Vue aérienne suite à l'explosion d'une boulangerie rue de Trévise à Paris, le 12 janvier 2019
Vue aérienne suite à l'explosion d'une boulangerie rue de Trévise à Paris, le 12 janvier 2019 © AFP / Carl Labrosse

Ce premier rapport d'expertise écarte la responsabilité de GRDF dont les installations en sous-sol de la rue de Trévise "n'appellent aucune remarque" sur le respect des dispositions règlementaires. Il n'y a pas davantage de mise en cause sur l'intervention des sapeurs-pompiers dont l'opération s'est déroulée "conformément aux modalités techniques" habituelles. Mais le rapport pointe les responsabilités du syndic de l'immeuble du 6 rue de Trévise, de la mairie de Paris et de l'entreprise de travaux publics qui est intervenue à sa demande.

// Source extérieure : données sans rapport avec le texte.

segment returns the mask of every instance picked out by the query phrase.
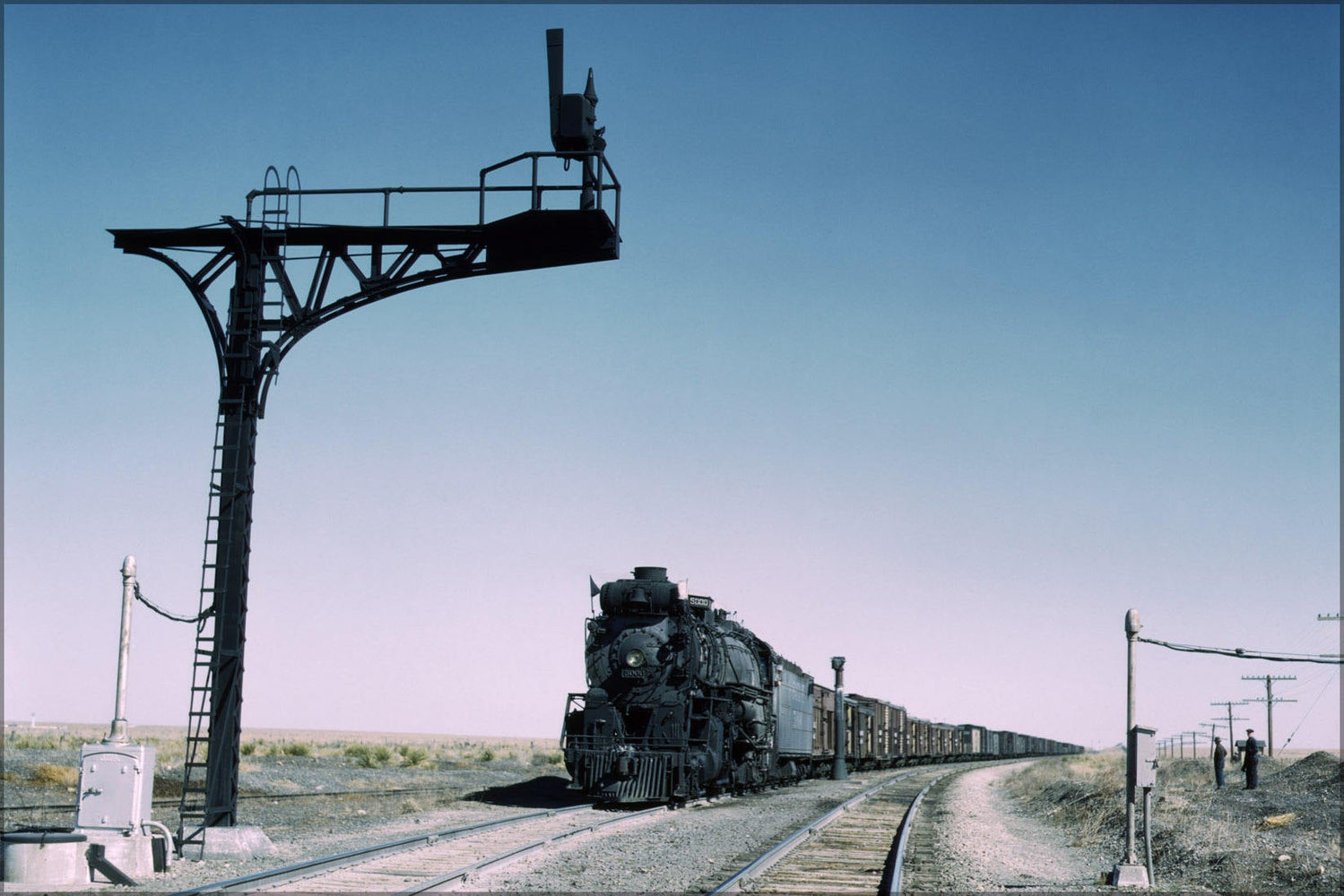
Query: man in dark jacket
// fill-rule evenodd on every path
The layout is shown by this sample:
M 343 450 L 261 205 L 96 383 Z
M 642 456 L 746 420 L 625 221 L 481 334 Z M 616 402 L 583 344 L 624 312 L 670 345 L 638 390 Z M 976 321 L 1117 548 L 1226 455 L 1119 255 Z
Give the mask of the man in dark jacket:
M 1259 744 L 1255 743 L 1255 732 L 1246 729 L 1246 750 L 1242 751 L 1242 771 L 1246 772 L 1246 790 L 1255 790 L 1259 778 Z

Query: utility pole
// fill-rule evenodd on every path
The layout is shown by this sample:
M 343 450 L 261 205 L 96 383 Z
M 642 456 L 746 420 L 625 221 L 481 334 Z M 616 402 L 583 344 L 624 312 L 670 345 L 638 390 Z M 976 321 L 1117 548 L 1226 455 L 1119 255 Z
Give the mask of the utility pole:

À l'origine de l'explosion, les experts ont déterminé la défaillance d'un collecteur d'eaux usées situé au sous-sol de l'immeuble. Cette défaillance a entraîné des écoulements, et ces écoulements ont provoqué un affaissement de la chaussée. Ce sont ces affaissements qui ont ensuite occasionné une rupture des conduites de gaz, lequel s'est accumulé sous le trottoir jusqu'à l'explosion du 12 janvier.

Des réponses superficielles à des dysfonctionnements

Or, indique le rapport, le syndic de propriété avait détecté la défaillance du collecteur d'eau dès 2015, mais il a mis deux ans à faire réaliser les travaux. Quant à l'affaissement du trottoir, signalé en 2016, il a été traité superficiellement par les services de la voirie de la ville de Paris, sans en rechercher la cause, alors que l'entreprise avait connaissance de la présence d'une canalisation de gaz en profondeur. "Ils n'ont procédé qu'a des travaux de surface pour rétablir l'horizontalité du trottoir", écrivent les experts. Sans de tels manquements, "l'explosion aurait pu être évitée", concluent-ils.

Maître Olivier Morice représente cinq familles de victimes. Pour lui, la ville doit maintenant prendre ses responsabilités face à des familles en colère : "Les familles attendent depuis de très longs mois que l'on puisse appréhender correctement le préjudice qu'elles sont en train de vivre. Elles ne sont pas relogées pour une grande partie d'entre elles, elles vivent dans une très grande précarité et elles ont, pour la plupart d'entre elles, une absence de réponse, parfois des assureurs, voire de la municipalité, face à cette tragédie. Il est important, même si ce rapport est provisoire, que nous ayons une réponse officielle de la ville de Paris vis-à-vis de ces familles."

Les différentes parties ont maintenant un mois pour éventuellement demander une contre-expertise.